Zonguldak Karaelmas Üniversitesi Tıp Fakültesi Dekan Yardımcısı Fikret Çınar, son yıllarda toplumlarda alerjik hastalıkların giderek daha sık görülmekte olduğunu ve bunlardan kurtulmak için öpüşmenin yararlı olduğunu söyledi.
Artan alerjik hastalıklar içinde en önde alerjik rinit (alerjik nezle) geldiğini söyleyen Çınar, şunları söyledi: "Hastalığa kişilerin yüzde 30’unda rastlanmaktadır. Alerji farklı tepki vermek anlamında bir kelimedir ve alerjik kişiler zararsız maddelere karşı herkeste görülmeyen farklı ve aşırı reaksiyon gösterir. Bu cevap burun akıntısı, burun tıkanıklığı, hapşırma, aksırma nöbetleri, göz yaşarması, öksürük şeklinde görülebilir. Yani alerjik rinitli bir hastanın bu belirtilerle birlikte yaşam kalitesi son derece kötüleşir. Uykusu bozulan, iş ve okul performansı azalan, günlük aktivitelerini yapamayan bir kişi olarak ortaya çıkar."

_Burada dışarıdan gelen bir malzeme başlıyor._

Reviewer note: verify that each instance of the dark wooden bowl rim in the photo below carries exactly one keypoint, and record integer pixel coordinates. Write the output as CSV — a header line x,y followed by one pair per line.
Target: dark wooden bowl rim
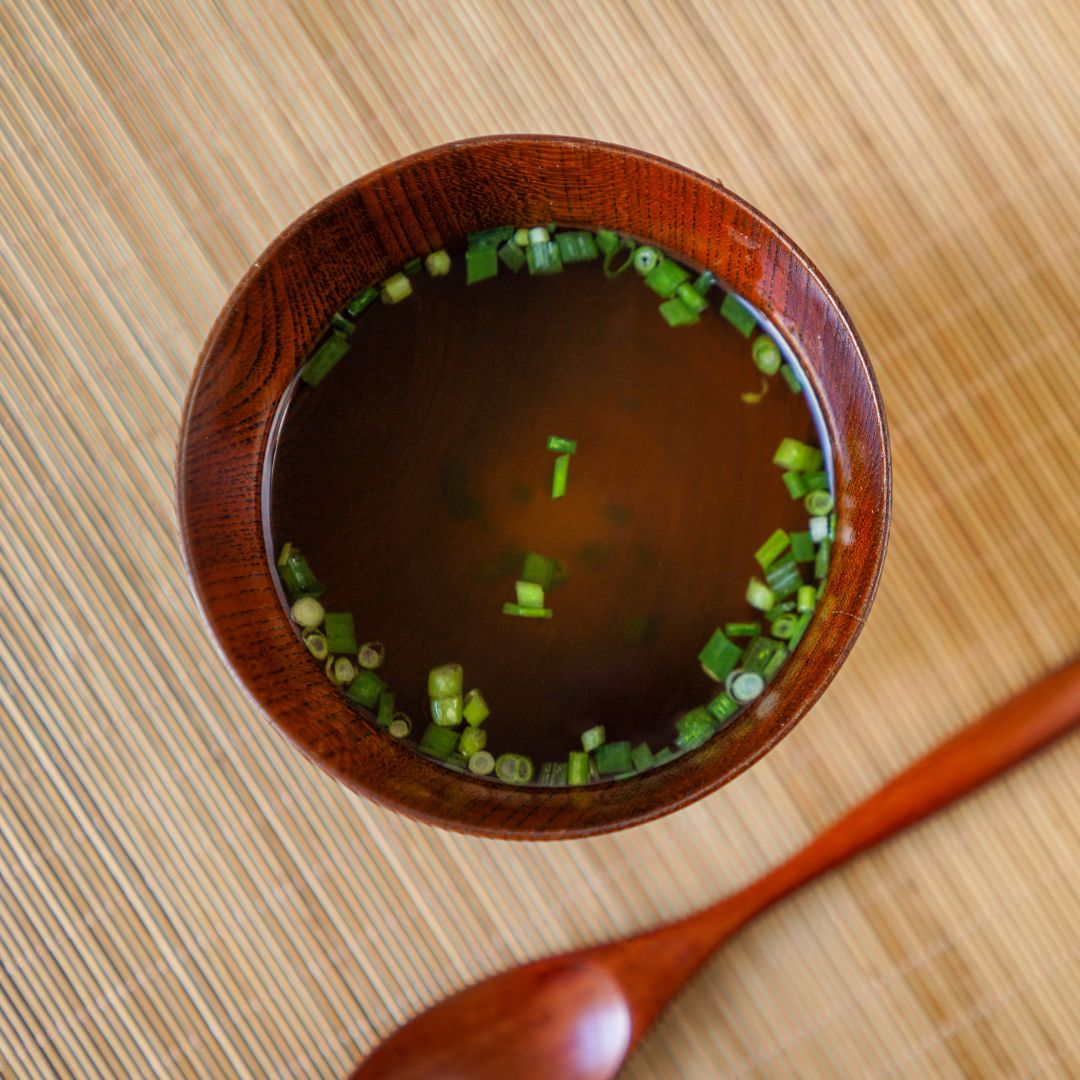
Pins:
x,y
369,228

Bugüne kadar 20 bine kadar alerjinin tanımlandığını anlatan Çınar, hastalığın yaygınlaşmasında 4 ana etmenin etkili olduğunu söyledi. Hastalığın bu derece yaygınlaşmasındaki dört ana etmenin, çevre kirliliği, kapalı ortamlarda yaşama süresinin uzaması, alerji yapıcı etmenlerin ortaya çıkması ve stres olduğunu anlatan Çınar, şöyle konuştu: "Bugüne kadar 20 bine kadar alerjen tanımlanmıştır. Egzost gazları ve sülfür partikülleri polenlerin alerjenik etkisini artırmakta evde kalış süresinin uzaması ev böcekleriyle teması dolayısıyla böcek alerjisini artırmakta, katkı maddelerinin yoğun kullanılması yeni alerjenlerin ortaya çıkmasına yol açmaktadır."
Son dönemde stresin alerji üzerindeki etkisiyle ilgili çalışmaların yoğunlaştığını anlatan Çınar, sözlerine şöyle devam etti: "Stresli yaşamın alerji üzerindeki etkisi kabul edilmektedir. Ancak bağışıklık sisteminin işleyişindeki bozuklukla stres arasındaki mekanizma tam anlaşılamamıştır. Eldiven alerjisi olan kişilerde Mozart dinlemenin bağışıklık yanıtı hücrelerini (İGE) azalttığı yani derideki alerjiye bağlı kabartıları, deri yanıtını azalttığı buna karşın aynı sonucun Beethoven dinlemekle alınmadığı gösterilmiştir. Aynı durumun gözyaşı döktüren Kramer Kramere karşı gibi duygusal film seyredenlerde de görüldüğü duygulanarak gözyaşı dökmenin alerjik yanıtları azalttığı dahası alerjik hastalıkların tedavisinde kullanılabileceği ileri sürülmüştür."
Son olarak Çınar, stresin alerjik deri yanıtını ve alerjene özgü ige yapımını artırdığı ancak çocukta gevşemeye neden olan anne öpücüğünün ve eş ya da sevgili öpücüğünün alerjene özgü ige yapımını azaltarak alerji belirtilerini ortadan kaldırabileceğini bildirdi. Çınar, sanılanın aksine alerjinin doğru teşhis ve tedaviyle çözümlenebilecek bir sorun olduğunu söyledi.
Deri testleri ve kanda alerjene özgü ige’lerin saptanmasıyla etmenin belirlenmesi, alerjenden korunma, ağız yoluyla alınan antihistaminikler, burun yoluyla kullanılan steroid spreyler ve ağız yolu ya da enjeksiyonla uygulanan aşı tedavisi (immünoterapi) günümüzde kabul edilmiş tanı tedavi yöntemleridir. Gerektiğinde buruna yönelik cerrahi uygulamaları da yapılmaktadır.